Contudo, muitas pessoas que vêm a Goiânia por conta própria em busca de tratamento são barradas nas unidades públicas ou conveniadas de saúde. Portanto, acabam tentando se passar por habitantes da capital com comprovantes de residência falsos. O secretário de Saúde, Paulo Rassi, observa que não há necessidade dessas pessoas se arriscarem em atos criminosos, pois os tratamentos são garantidos desde que a pessoa venha a Goiânia encaminhada pela prefeitura de seu município. “As fraudes são caso de polícia e devem ser investigados. O prejuízo para a cidade é enorme, além de custearmos o tratamento quando na verdade o município de origem do paciente é quem deveria fazê-lo, deixamos de atender quem realmente mora aqui”, desabafa.

MEDICAMENTOS

Além de comprovantes de residência inexistentes, outras irregularidades são detectadas. O secretário mostra cartões do SUS provisórios confeccionados em outras cidades, como Nova Veneza. “Descobrimos que era falso porque a numeração não confere com a seqüência usada em Goiânia”, explica. Todos os quatro cartões, em nome de pessoas diferentes, estão anexados à denúncia encaminhada ao Ministério Público Estadual (MP).

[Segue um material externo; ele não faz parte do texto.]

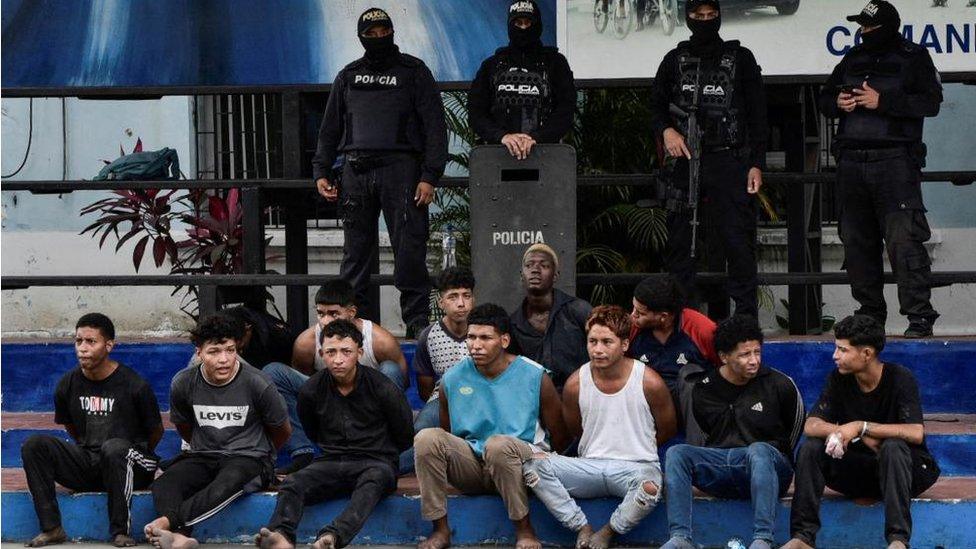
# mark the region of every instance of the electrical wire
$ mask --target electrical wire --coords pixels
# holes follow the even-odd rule
[[[34,140],[34,98],[33,97],[30,98],[30,104],[29,104],[29,107],[28,107],[28,111],[27,112],[29,113],[27,115],[27,118],[28,118],[28,122],[27,122],[27,150],[24,151],[24,159],[20,161],[20,166],[18,166],[17,169],[14,170],[13,173],[6,174],[6,175],[0,175],[0,177],[2,177],[3,179],[8,179],[8,178],[11,178],[11,177],[19,174],[20,173],[20,170],[23,170],[24,169],[24,166],[27,164],[27,157],[30,156],[30,146],[31,146],[31,142]]]
[[[61,181],[68,180],[68,105],[61,98]]]

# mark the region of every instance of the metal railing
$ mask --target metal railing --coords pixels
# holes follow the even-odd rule
[[[789,192],[804,192],[811,186],[834,181],[832,173],[768,173],[764,175],[766,182],[779,182],[788,185]],[[577,184],[580,187],[599,186],[634,186],[643,187],[655,184],[655,174],[636,175],[587,175],[579,176]],[[947,171],[923,172],[925,182],[951,182],[956,185],[971,184],[976,181],[976,172]],[[463,177],[443,178],[439,187],[465,188],[468,179]],[[289,319],[301,318],[307,314],[308,297],[305,288],[322,284],[329,275],[311,275],[302,273],[263,274],[264,272],[264,216],[262,209],[270,201],[288,204],[290,200],[301,199],[312,188],[307,179],[209,179],[209,180],[181,180],[181,181],[6,181],[0,190],[4,192],[29,191],[36,194],[63,194],[76,191],[105,191],[105,190],[136,190],[136,189],[241,189],[241,208],[244,225],[244,273],[235,275],[112,275],[112,276],[4,276],[0,278],[0,289],[15,290],[31,286],[196,286],[199,289],[199,306],[201,312],[209,312],[217,308],[217,288],[234,286],[286,286],[289,290],[288,309]],[[296,194],[297,193],[297,194]],[[301,196],[298,196],[301,195]],[[290,216],[292,224],[286,227],[288,246],[286,254],[297,254],[307,258],[307,228],[304,216]],[[299,226],[300,224],[300,226]],[[811,231],[819,232],[820,227],[809,225],[809,220],[798,216],[787,218],[787,239],[793,242],[796,235],[804,237]],[[790,250],[790,253],[797,253]],[[800,250],[805,254],[806,261],[799,264],[810,265],[809,250]],[[812,270],[791,269],[786,273],[759,273],[759,283],[770,286],[805,287],[821,285],[844,285],[849,283],[846,272],[820,272],[819,255]],[[299,262],[300,263],[300,262]],[[307,268],[307,259],[305,259]],[[791,262],[793,264],[794,262]],[[290,262],[289,265],[294,265]],[[666,276],[660,273],[578,273],[576,280],[579,284],[636,284],[648,276]],[[724,273],[701,273],[699,283],[703,286],[717,285],[725,281]],[[976,283],[976,271],[937,272],[932,274],[933,286],[950,284]],[[370,279],[373,285],[391,285],[392,275],[374,274]],[[885,283],[893,283],[891,273],[885,274]],[[292,309],[297,308],[296,311]],[[808,333],[816,331],[817,326],[794,325],[794,314],[791,311],[791,333]],[[796,315],[799,318],[810,317],[808,311]],[[814,315],[819,319],[819,314]],[[818,323],[819,326],[819,323]]]

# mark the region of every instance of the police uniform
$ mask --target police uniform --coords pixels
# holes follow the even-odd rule
[[[878,7],[872,7],[877,4],[851,20],[868,12],[877,16]],[[879,33],[872,37],[877,44],[855,46],[844,56],[823,88],[820,105],[825,115],[840,118],[834,146],[839,232],[851,293],[860,304],[856,312],[885,322],[885,246],[900,312],[910,321],[906,335],[925,336],[939,314],[931,304],[931,261],[923,246],[931,233],[922,202],[922,124],[938,114],[942,85],[925,48],[901,37],[897,19],[886,26],[894,29],[888,36],[880,34],[885,27],[868,33]],[[840,110],[841,87],[860,88],[863,82],[879,92],[878,108]]]
[[[696,74],[699,70],[700,75]],[[711,225],[708,254],[727,263],[727,289],[736,313],[756,316],[756,198],[746,189],[749,170],[762,170],[766,162],[768,130],[761,71],[752,52],[738,41],[679,43],[661,61],[651,88],[651,124],[659,139],[667,128],[687,135],[682,129],[685,122],[673,118],[670,105],[687,112],[696,81],[701,87],[699,188],[704,212],[699,217]],[[688,161],[684,157],[675,161],[671,178],[674,188],[687,192]],[[690,211],[669,212],[665,263],[685,295],[692,296],[696,269],[690,256],[690,221]]]
[[[364,14],[366,15],[366,14]],[[392,37],[390,38],[392,41]],[[365,307],[370,260],[382,211],[394,256],[394,284],[409,327],[426,326],[430,313],[427,206],[417,206],[417,184],[435,184],[447,164],[447,126],[433,75],[423,61],[390,44],[388,55],[353,61],[335,79],[312,161],[316,180],[330,182],[345,155],[339,208],[343,249],[340,276]]]
[[[514,28],[518,17],[532,20],[532,26]],[[558,143],[573,125],[573,71],[559,50],[542,45],[542,19],[534,2],[512,3],[509,36],[509,45],[486,59],[471,83],[471,128],[485,143],[500,143],[510,133]]]

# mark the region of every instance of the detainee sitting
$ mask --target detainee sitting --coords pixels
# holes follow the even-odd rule
[[[529,520],[522,464],[537,452],[566,446],[559,394],[545,370],[508,352],[508,315],[485,303],[468,315],[469,358],[441,379],[441,426],[414,438],[420,510],[433,532],[419,549],[451,544],[447,489],[501,494],[518,549],[541,547]]]
[[[170,420],[190,449],[153,483],[159,516],[145,527],[161,549],[196,547],[195,525],[268,485],[275,453],[291,435],[277,389],[237,358],[243,333],[244,323],[223,312],[190,332],[200,366],[181,370],[170,388]]]
[[[291,456],[289,465],[279,468],[278,475],[291,474],[312,462],[315,445],[309,440],[298,414],[298,392],[309,376],[326,368],[322,359],[322,330],[334,320],[348,320],[363,334],[363,357],[360,364],[374,368],[404,390],[407,386],[407,360],[393,334],[379,324],[356,317],[354,303],[356,293],[352,286],[340,279],[330,280],[315,292],[315,314],[318,322],[306,329],[295,340],[291,366],[272,363],[264,372],[274,382],[285,399],[289,417],[292,418],[292,435],[285,443],[285,451]]]
[[[348,320],[322,330],[326,369],[298,393],[298,415],[322,456],[284,481],[268,526],[256,537],[262,549],[295,547],[306,505],[349,496],[345,509],[319,530],[315,549],[349,545],[376,504],[396,490],[400,452],[413,443],[413,412],[396,385],[359,364],[363,336]]]
[[[20,449],[27,488],[41,533],[27,547],[68,539],[54,491],[58,483],[83,492],[108,493],[112,545],[136,544],[129,533],[133,490],[152,482],[163,438],[156,395],[134,370],[113,360],[115,326],[101,313],[88,313],[75,324],[78,367],[65,373],[54,390],[54,421],[72,441],[31,435]]]

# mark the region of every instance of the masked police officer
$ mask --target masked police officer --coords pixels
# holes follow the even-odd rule
[[[508,8],[508,46],[486,59],[471,83],[471,128],[524,159],[536,143],[558,143],[573,125],[573,71],[556,48],[542,45],[542,14],[533,0]]]
[[[709,253],[728,264],[728,293],[738,314],[756,316],[756,197],[766,162],[766,98],[752,52],[719,36],[718,0],[688,0],[685,19],[691,39],[664,56],[651,89],[651,125],[664,149],[677,160],[673,188],[688,189],[686,120],[669,112],[688,112],[698,97],[701,129],[701,202],[710,233],[721,242]],[[695,93],[698,82],[698,93]],[[686,295],[695,295],[695,259],[691,257],[691,212],[669,212],[670,237],[665,262]]]
[[[840,118],[834,150],[840,237],[856,311],[887,316],[882,246],[898,283],[905,337],[932,335],[929,225],[922,205],[922,123],[942,103],[939,73],[925,48],[902,38],[895,7],[872,0],[847,18],[861,43],[844,56],[823,88],[824,114]]]
[[[447,164],[447,125],[434,77],[423,61],[400,53],[393,22],[381,9],[359,17],[366,55],[336,76],[312,160],[315,183],[343,215],[340,276],[365,307],[376,223],[383,212],[393,245],[393,278],[408,333],[430,313],[427,206]],[[345,154],[341,189],[332,166]]]

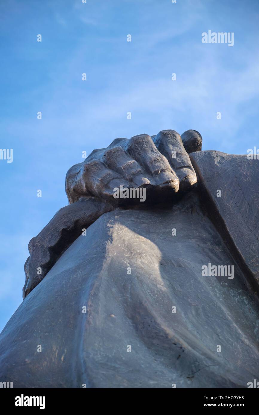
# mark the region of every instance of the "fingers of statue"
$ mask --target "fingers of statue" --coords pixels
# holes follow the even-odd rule
[[[187,153],[200,151],[202,145],[202,137],[196,130],[187,130],[181,136],[184,147]]]
[[[185,190],[197,182],[195,172],[178,132],[173,130],[160,131],[153,136],[153,140],[179,178],[180,190]]]
[[[127,152],[142,166],[143,173],[152,178],[152,184],[165,185],[175,192],[178,191],[179,179],[149,135],[142,134],[132,137],[125,146]]]
[[[181,137],[172,130],[152,138],[142,134],[116,139],[107,148],[94,150],[67,176],[70,203],[89,194],[111,201],[114,189],[121,186],[175,193],[179,185],[185,189],[197,180]]]
[[[90,193],[107,199],[113,197],[115,188],[128,185],[126,178],[98,160],[83,163],[79,177],[83,194]]]

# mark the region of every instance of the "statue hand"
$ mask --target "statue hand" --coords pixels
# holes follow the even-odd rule
[[[183,137],[186,147],[201,149],[202,138],[197,132],[189,130]],[[166,130],[152,138],[147,134],[117,138],[106,149],[94,150],[68,171],[66,191],[70,203],[83,195],[114,204],[114,189],[121,186],[144,187],[160,195],[161,191],[165,195],[187,189],[197,181],[181,136]]]

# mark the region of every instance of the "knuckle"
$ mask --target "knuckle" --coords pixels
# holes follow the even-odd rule
[[[146,146],[147,145],[153,146],[153,143],[151,137],[148,134],[141,134],[140,135],[136,135],[128,140],[127,143],[127,148],[136,148],[136,147],[142,147],[143,146]]]

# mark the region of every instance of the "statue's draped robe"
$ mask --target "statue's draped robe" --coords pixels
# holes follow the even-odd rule
[[[246,388],[259,379],[259,161],[190,155],[196,190],[170,209],[103,215],[26,298],[0,335],[0,381]],[[234,266],[234,278],[203,276],[209,263]]]

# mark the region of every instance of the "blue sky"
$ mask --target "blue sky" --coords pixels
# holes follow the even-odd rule
[[[83,151],[169,129],[197,130],[205,150],[259,146],[259,2],[1,0],[0,22],[0,148],[13,149],[0,160],[1,330],[28,243],[67,204]],[[202,43],[209,30],[234,32],[234,46]]]

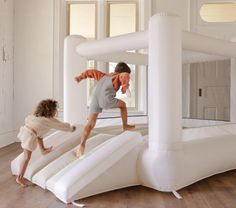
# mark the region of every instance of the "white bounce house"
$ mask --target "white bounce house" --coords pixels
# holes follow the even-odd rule
[[[148,56],[125,51],[148,48]],[[74,133],[55,132],[32,154],[25,177],[65,203],[133,185],[173,192],[208,176],[236,168],[236,125],[182,129],[182,49],[207,53],[209,60],[236,57],[236,43],[181,31],[175,15],[156,14],[148,31],[97,41],[65,40],[64,117],[78,123]],[[220,56],[220,57],[219,57]],[[189,57],[188,57],[189,58]],[[86,122],[86,83],[74,76],[87,59],[148,65],[148,134],[94,129],[85,155],[75,157]],[[195,60],[196,61],[196,60]],[[140,128],[140,132],[139,131]],[[19,171],[19,155],[11,163]]]

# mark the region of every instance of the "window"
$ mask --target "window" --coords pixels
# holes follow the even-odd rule
[[[87,39],[102,39],[145,29],[150,14],[148,8],[151,0],[66,0],[67,3],[67,34],[82,35]],[[140,7],[138,8],[139,4]],[[140,11],[139,11],[140,10]],[[141,16],[140,24],[138,22]],[[136,51],[129,51],[136,52]],[[104,72],[114,71],[116,63],[88,61],[87,68],[98,68]],[[117,92],[117,98],[126,102],[131,114],[147,113],[146,89],[147,71],[145,67],[129,65],[131,68],[131,96]],[[87,104],[90,105],[95,81],[87,80]],[[139,86],[139,89],[138,89]],[[108,113],[108,114],[106,114]],[[111,116],[110,112],[106,115]],[[114,111],[112,110],[112,113]],[[112,115],[113,116],[113,115]]]
[[[82,35],[87,39],[96,38],[96,2],[71,2],[69,7],[69,35]],[[96,62],[89,60],[87,69],[96,68]],[[87,79],[87,105],[90,105],[95,81]]]
[[[137,31],[137,3],[136,2],[109,2],[108,3],[108,36],[117,36],[125,33],[131,33]],[[135,52],[135,51],[132,51]],[[113,72],[117,63],[108,64],[108,72]],[[136,91],[138,91],[138,85],[136,79],[138,78],[138,72],[135,65],[129,65],[131,69],[130,74],[130,92],[131,96],[122,94],[119,90],[116,94],[118,99],[126,102],[128,108],[137,109]]]
[[[200,16],[205,22],[235,22],[235,3],[209,3],[200,9]]]

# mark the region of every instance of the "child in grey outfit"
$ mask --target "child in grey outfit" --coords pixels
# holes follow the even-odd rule
[[[91,69],[75,77],[78,83],[87,78],[94,78],[98,81],[93,91],[89,120],[84,128],[79,149],[76,151],[77,157],[83,155],[86,140],[91,130],[94,128],[98,114],[102,112],[102,109],[120,108],[123,130],[135,128],[134,125],[127,123],[127,108],[125,102],[115,98],[116,92],[120,87],[122,93],[126,93],[126,90],[129,88],[130,72],[129,66],[124,62],[120,62],[116,65],[114,73],[105,74],[101,71]]]

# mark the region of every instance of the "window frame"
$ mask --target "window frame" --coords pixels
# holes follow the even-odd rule
[[[136,6],[136,11],[135,11],[135,31],[137,32],[139,29],[139,2],[137,0],[129,0],[129,1],[122,1],[122,0],[109,0],[106,1],[106,37],[110,37],[110,11],[111,11],[111,5],[112,4],[135,4]],[[137,51],[134,51],[136,53]],[[132,112],[138,112],[138,90],[139,90],[139,83],[138,83],[138,78],[139,78],[139,69],[137,65],[134,65],[135,67],[135,107],[128,107],[129,111]],[[105,63],[105,71],[109,72],[109,62]],[[110,110],[104,110],[105,113],[118,113],[119,109],[110,109]]]

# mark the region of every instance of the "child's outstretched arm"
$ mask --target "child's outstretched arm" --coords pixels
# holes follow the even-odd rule
[[[44,146],[43,138],[38,137],[38,138],[37,138],[37,142],[38,142],[38,145],[39,145],[39,149],[40,149],[40,151],[41,151],[41,153],[42,153],[43,155],[46,155],[46,154],[48,154],[49,152],[52,151],[52,148],[53,148],[52,146],[50,146],[50,147],[48,147],[48,148],[46,148],[46,147]]]
[[[83,79],[87,79],[87,78],[94,78],[95,80],[100,80],[104,75],[105,73],[98,71],[96,69],[88,69],[84,71],[83,73],[77,75],[75,77],[75,81],[79,83]]]

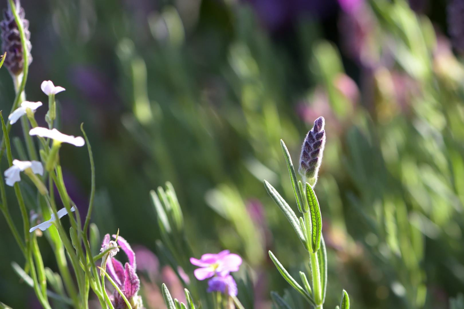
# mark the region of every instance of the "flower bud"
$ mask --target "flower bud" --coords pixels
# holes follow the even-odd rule
[[[304,139],[300,155],[298,172],[314,187],[317,180],[317,172],[322,161],[322,152],[325,145],[324,117],[320,117],[314,121],[314,126]]]
[[[28,56],[29,64],[32,62],[31,56],[31,49],[32,45],[29,39],[31,32],[29,32],[29,20],[25,19],[25,13],[19,4],[19,0],[15,1],[16,12],[19,17],[20,22],[22,23],[24,28],[24,36],[26,38],[26,45]],[[8,68],[12,75],[19,75],[23,71],[24,59],[23,58],[23,48],[21,44],[21,36],[18,28],[18,25],[14,20],[14,16],[8,2],[8,9],[3,10],[3,20],[0,22],[0,28],[1,29],[2,50],[6,52],[5,59],[5,65]]]

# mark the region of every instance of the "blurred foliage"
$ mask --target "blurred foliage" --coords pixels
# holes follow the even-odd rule
[[[327,306],[340,303],[330,297],[344,287],[358,308],[445,308],[450,297],[450,308],[462,308],[464,67],[440,30],[444,5],[429,1],[432,22],[404,0],[354,2],[319,19],[295,15],[276,30],[259,6],[232,0],[24,0],[34,57],[27,98],[46,100],[39,85],[51,79],[66,88],[62,132],[76,135],[84,123],[99,234],[119,228],[193,279],[185,260],[161,258],[156,245],[162,235],[149,192],[170,181],[193,256],[227,248],[245,258],[238,284],[246,309],[270,308],[271,290],[306,308],[267,258],[272,249],[294,277],[309,262],[262,182],[293,201],[279,140],[296,162],[323,116],[315,189]],[[6,110],[10,80],[0,71]],[[85,151],[64,146],[61,155],[82,214],[90,187]],[[7,248],[0,251],[0,301],[35,306],[11,267],[24,261],[3,218],[0,235]],[[39,240],[44,263],[56,271],[46,243]],[[159,292],[149,286],[147,295]]]

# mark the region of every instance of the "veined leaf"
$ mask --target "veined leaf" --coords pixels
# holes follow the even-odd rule
[[[321,248],[317,251],[317,258],[321,272],[321,286],[322,287],[322,302],[325,301],[325,293],[327,290],[327,251],[325,248],[324,235],[321,234]]]
[[[322,218],[317,198],[311,185],[306,183],[306,199],[309,207],[312,230],[311,231],[311,246],[314,253],[317,252],[321,246],[321,234],[322,233]]]
[[[300,294],[301,294],[304,298],[308,301],[308,302],[313,306],[316,306],[316,303],[314,301],[314,299],[313,299],[312,296],[309,295],[306,291],[305,291],[301,286],[298,284],[298,283],[295,281],[293,278],[290,276],[290,274],[288,273],[288,271],[284,268],[282,265],[280,264],[277,258],[274,255],[272,252],[269,251],[269,256],[271,257],[271,259],[272,260],[272,262],[275,265],[276,267],[277,267],[277,269],[278,270],[280,274],[282,275],[284,278],[288,282],[290,285],[291,285],[294,289],[298,291]],[[170,309],[170,308],[168,309]]]
[[[163,297],[164,298],[164,302],[166,303],[168,309],[175,309],[175,305],[174,304],[174,302],[173,301],[172,297],[171,297],[169,290],[168,290],[168,287],[164,283],[161,286],[161,289],[162,290]]]
[[[287,202],[282,198],[282,197],[280,196],[279,193],[277,192],[276,189],[274,189],[274,187],[269,183],[264,180],[264,185],[266,187],[267,193],[269,194],[271,197],[276,202],[276,204],[277,204],[277,206],[279,207],[280,210],[284,213],[284,214],[287,217],[287,219],[288,219],[290,224],[293,227],[295,231],[296,232],[296,235],[300,239],[302,243],[303,244],[303,246],[304,246],[304,247],[309,252],[309,248],[308,247],[308,245],[306,243],[304,235],[303,234],[303,232],[300,227],[299,221],[298,218],[296,218],[296,215],[295,214],[295,213],[293,212],[293,211],[290,208],[290,206],[289,206],[288,204],[287,203]]]
[[[274,301],[278,309],[292,309],[287,302],[284,300],[284,298],[273,291],[271,292],[271,298]]]
[[[342,294],[340,309],[349,309],[349,297],[348,297],[348,293],[344,290]]]
[[[290,174],[290,180],[291,181],[291,185],[293,187],[293,192],[295,193],[295,198],[296,200],[296,205],[298,205],[298,210],[300,212],[304,211],[303,208],[302,202],[303,201],[303,195],[300,191],[300,189],[298,187],[297,182],[296,181],[296,174],[295,172],[295,169],[293,168],[293,164],[291,162],[291,158],[290,157],[290,153],[289,152],[285,143],[282,139],[280,140],[280,145],[282,147],[282,151],[284,151],[284,155],[285,157],[285,161],[287,161],[287,167],[289,169],[289,173]],[[304,211],[306,212],[306,211]]]

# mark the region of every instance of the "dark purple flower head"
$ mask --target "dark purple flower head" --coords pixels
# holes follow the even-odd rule
[[[113,237],[116,239],[116,235],[113,235]],[[110,234],[107,234],[103,238],[102,246],[104,247],[105,245],[110,243]],[[137,269],[135,255],[130,247],[130,245],[124,238],[118,236],[117,241],[118,245],[121,246],[121,248],[127,255],[129,262],[126,263],[123,267],[121,262],[111,257],[108,259],[107,262],[107,270],[110,276],[119,286],[126,297],[130,301],[133,297],[137,296],[137,293],[140,288],[140,280],[135,273]],[[115,309],[123,309],[126,308],[126,303],[116,290],[113,294],[113,299]]]
[[[298,171],[313,187],[317,181],[317,173],[325,145],[325,125],[324,117],[320,117],[316,119],[314,126],[308,132],[301,147]]]
[[[231,271],[237,271],[242,264],[242,258],[229,250],[221,251],[217,254],[206,253],[200,259],[190,258],[190,263],[200,268],[195,270],[194,274],[198,280],[211,278],[214,275],[224,277]]]
[[[233,277],[230,275],[225,276],[216,276],[208,281],[208,290],[206,291],[220,292],[222,294],[228,294],[231,296],[237,296],[238,290]]]

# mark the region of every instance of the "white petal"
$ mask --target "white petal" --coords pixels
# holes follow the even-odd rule
[[[21,103],[21,107],[24,107],[24,111],[26,109],[29,107],[33,111],[35,111],[39,107],[42,106],[42,102],[31,102],[30,101],[24,101]]]
[[[8,116],[8,120],[10,120],[10,124],[12,125],[17,121],[18,120],[21,118],[21,116],[26,114],[26,107],[21,107],[15,109],[13,111],[13,112],[10,114],[10,115]]]
[[[75,146],[80,147],[85,144],[84,139],[80,136],[74,137],[72,135],[66,135],[56,129],[49,130],[46,128],[37,126],[29,131],[30,135],[39,135],[41,137],[47,137],[63,143],[69,143]]]
[[[46,221],[44,221],[40,224],[36,225],[33,227],[31,227],[29,229],[29,233],[33,232],[38,228],[40,228],[42,231],[45,231],[49,227],[52,226],[52,220],[50,219],[50,220],[47,220]]]
[[[53,94],[56,95],[58,92],[61,92],[61,91],[64,91],[66,89],[62,87],[59,86],[57,86],[53,88]]]
[[[19,176],[20,170],[17,166],[13,165],[5,171],[3,175],[5,177],[5,183],[10,187],[14,185],[14,183],[17,181],[21,181],[21,177]]]
[[[44,81],[40,85],[40,89],[47,95],[52,94],[52,92],[55,88],[55,85],[52,81]]]
[[[32,164],[31,168],[32,169],[32,171],[34,172],[34,174],[38,174],[41,176],[44,175],[44,166],[42,165],[41,163],[38,161],[33,160],[31,161],[31,163]]]
[[[21,171],[32,166],[32,163],[30,161],[19,161],[15,159],[13,160],[13,165],[17,166]]]

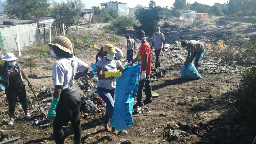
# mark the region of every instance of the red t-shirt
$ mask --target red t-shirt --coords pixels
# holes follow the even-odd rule
[[[147,56],[147,66],[146,69],[146,74],[149,74],[151,73],[151,52],[150,46],[146,41],[141,44],[140,47],[140,50],[139,50],[138,62],[141,63],[141,73],[142,71],[145,63],[144,55]]]

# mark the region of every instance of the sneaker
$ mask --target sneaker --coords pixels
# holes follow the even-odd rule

Rassi destaca que até os mandados de segurança conseguidos por pessoas que necessitam de medicamentos de alto custo se tornaram alvo de suspeitas por parte da secretaria. Ele cita o caso da paciente Fernanda Pereira de Freitas, que recentemente obteve judicialmente o direito de receber insulina e remédio para hipertensão. Após três sucessivas visitas de assistentes sociais da SMS ao endereço que a paciente forneceu, no Setor Sudoeste, constatou-se que ela não vivia lá. Só o repasse de medicamentos de alto custo consome cerca de R$ 3 milhões mensais do orçamento da secretaria. Há, ainda, denúncias de pessoas que recebiam latas de leite em pó especial, indicado para crianças com intolerância à lactose, mas que comercializavam o produto.

Para o promotor Isaac Benchimol, que atua na área da Saúde, grande parte das tentativas de fraude do cartão SUS são causadas pelas exigências para sua obtenção. Ele participará, na próxima semana, de uma audiência para discutir problemas relacionados assunto. O encontro, que será coordenado pela promotora de justiça Marilda Helena, da 39ª Promotoria Cível, também debaterá queixas de cidadão que reclamam das dificuldades para conseguir o documento, como filas longas, horas de espera e má qualidade de atendimento.